The Australian, 16 April 2009; The Australian, 17 April 2009

Leading music educators around Australia believe that schools have ignored music education for too long, and that it is time to implement a national curriculum that will enable students to learn about and study music, not just listen to music.

The Ministerial Council on Education, Employment, Training and Youth Affairs (MCEETYA), which is a meeting of education ministers of all states and territories and the Australian Government who determine joint education policies, will today discuss whether to implement a compulsory national music curriculum.

The National Curriculum Board’s key task is to create and implement a national curriculum for English, maths, science and history for all Australian students from kindergarten to Year 12. Plans for national curricula for geography and languages are due to follow.

Australian Government Arts Minister, Mr Peter Garrett, has been invited to address today’s MCEETYA meeting in what music experts hope is a move to fast track the creation of an arts national curriculum, and it is ‘likely that music will be the first discipline for discussion’.

Musician and Australian Chamber Orchestra artistic director, Mr Richard Tognetti, believes that state and Australian government ministers should ‘act quickly’ before more students finish high schools without a grounding in music, such as ‘learning how to read music, play an instrument or sing in a choir’.

‘What's missing is a comprehensive national system that is unencumbered by state differences, a system that we can identify as a necessary part of the education net…I'd like to dispense with talking about whether we should be teaching pop or classical until we're out of the current Neanderthal age, then deal with those issues once we've come to terms with what universal music education actually is,’ Mr Tognetti said.

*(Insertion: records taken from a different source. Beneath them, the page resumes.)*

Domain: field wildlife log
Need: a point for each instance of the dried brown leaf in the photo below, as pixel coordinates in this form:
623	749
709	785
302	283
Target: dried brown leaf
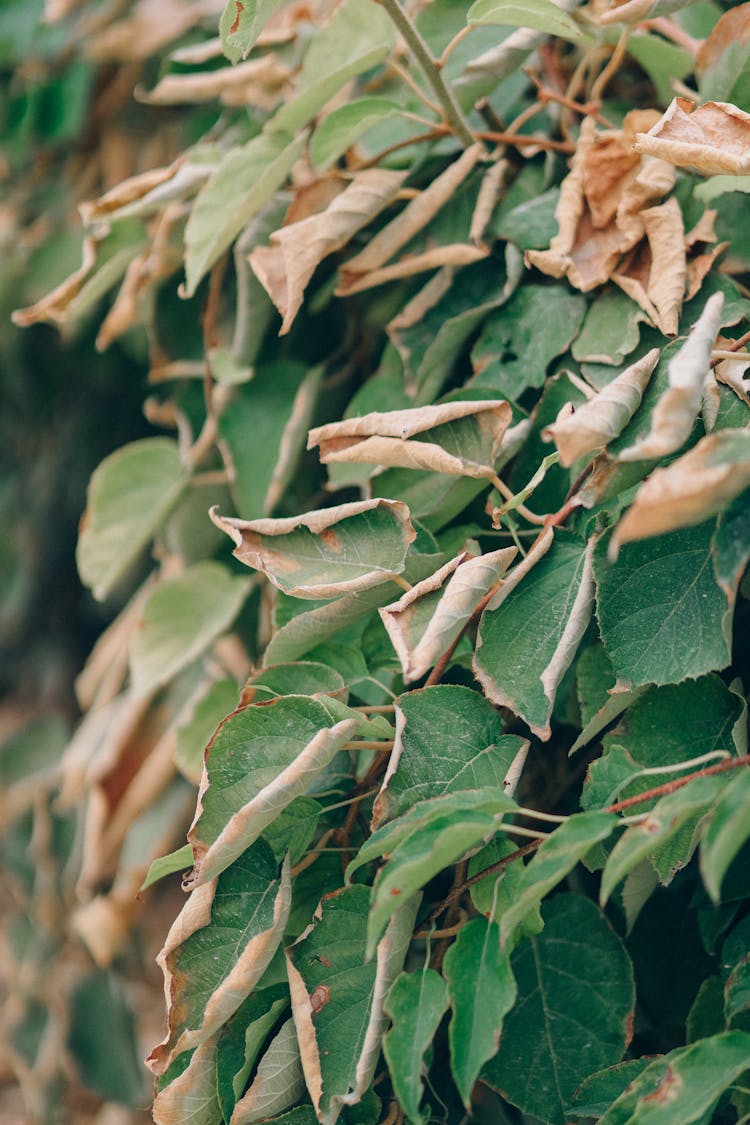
690	489
286	267
399	438
428	618
713	138
676	411
602	419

Conductor and music adviser for the Musica Viva in Schools Program, Mr Richard Gill, agrees that a national music curriculum is necessary. He says that ‘It's not about turning children on to music, or even to turning children on to classical music, because children are already turned on to music. They have iPods, they listen to music. What they are not tuned into is the study of music. And there is a big difference between listening and studying. What children need is a broad curriculum of depth [and] diverse music experiences, properly taught by specialist music teachers’.